For the quarter ended March 07, the turnover of Rs 240 million and PAT of Rs 106 million were higher by 25% and 35% yoy, respectively. The topline growth was aided by 25% rise in ARRs (Rs 10,000) without a dip in occupancy.
The consolidated top line rose by 36.2% to Rs. 1137 million, against our estimate of Rs 1101 million, a gap of 3.3%. The net profit stood at Rs 352.57 million, a growth of 53.2% against our estimate of Rs 305 million. Against our EPS estimate of Rs 11.21, the actual EPS stood at Rs 12.95.

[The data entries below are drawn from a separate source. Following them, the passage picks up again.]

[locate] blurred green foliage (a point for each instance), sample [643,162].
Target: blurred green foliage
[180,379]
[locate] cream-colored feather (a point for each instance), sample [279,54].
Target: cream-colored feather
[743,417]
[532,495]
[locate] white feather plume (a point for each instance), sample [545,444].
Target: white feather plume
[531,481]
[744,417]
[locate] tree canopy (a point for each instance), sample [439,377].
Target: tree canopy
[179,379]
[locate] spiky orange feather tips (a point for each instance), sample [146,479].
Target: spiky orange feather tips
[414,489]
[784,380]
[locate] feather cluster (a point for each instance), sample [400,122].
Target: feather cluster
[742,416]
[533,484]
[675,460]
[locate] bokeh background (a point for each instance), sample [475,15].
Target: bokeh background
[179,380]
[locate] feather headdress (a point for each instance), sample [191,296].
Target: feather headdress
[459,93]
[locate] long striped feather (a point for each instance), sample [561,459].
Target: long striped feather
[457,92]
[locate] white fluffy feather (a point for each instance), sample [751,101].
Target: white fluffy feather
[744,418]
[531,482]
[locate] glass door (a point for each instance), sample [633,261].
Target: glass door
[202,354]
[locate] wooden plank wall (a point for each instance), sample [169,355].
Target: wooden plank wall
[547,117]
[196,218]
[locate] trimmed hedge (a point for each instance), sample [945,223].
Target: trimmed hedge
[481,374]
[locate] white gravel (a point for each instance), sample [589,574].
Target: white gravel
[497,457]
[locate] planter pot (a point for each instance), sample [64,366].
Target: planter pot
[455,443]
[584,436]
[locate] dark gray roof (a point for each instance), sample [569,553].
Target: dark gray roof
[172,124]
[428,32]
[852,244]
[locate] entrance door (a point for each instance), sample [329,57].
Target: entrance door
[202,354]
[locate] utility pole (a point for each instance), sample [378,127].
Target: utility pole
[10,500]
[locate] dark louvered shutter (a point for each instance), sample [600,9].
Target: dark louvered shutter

ROHL would be managing close to 1000 rooms by Q1FY08 (existing room inventory is 700 rooms) across segments and cities except for Bangalore, thus de-risking the revenue profile. Its asset light approach has helped it attain faster growth and maximize ROE in the industry, which we expect to continue. A balanced capex, strategically positioned “Business Hotels” in growth markets and the strategy of reining in costs (OPMs maintained for 2 years at ~ 50% are the best in the industry) will help it earn rich dividends going forward.
For the reasons discussed below and attractive valuations of - 13.7x & 12.3x FY08E & FY09E, 3% dividend yield and 2.3x P/BV, we re-iterate our OUTPERFORMER rating and value its target price at Rs 245, offering 18% upside from current levels.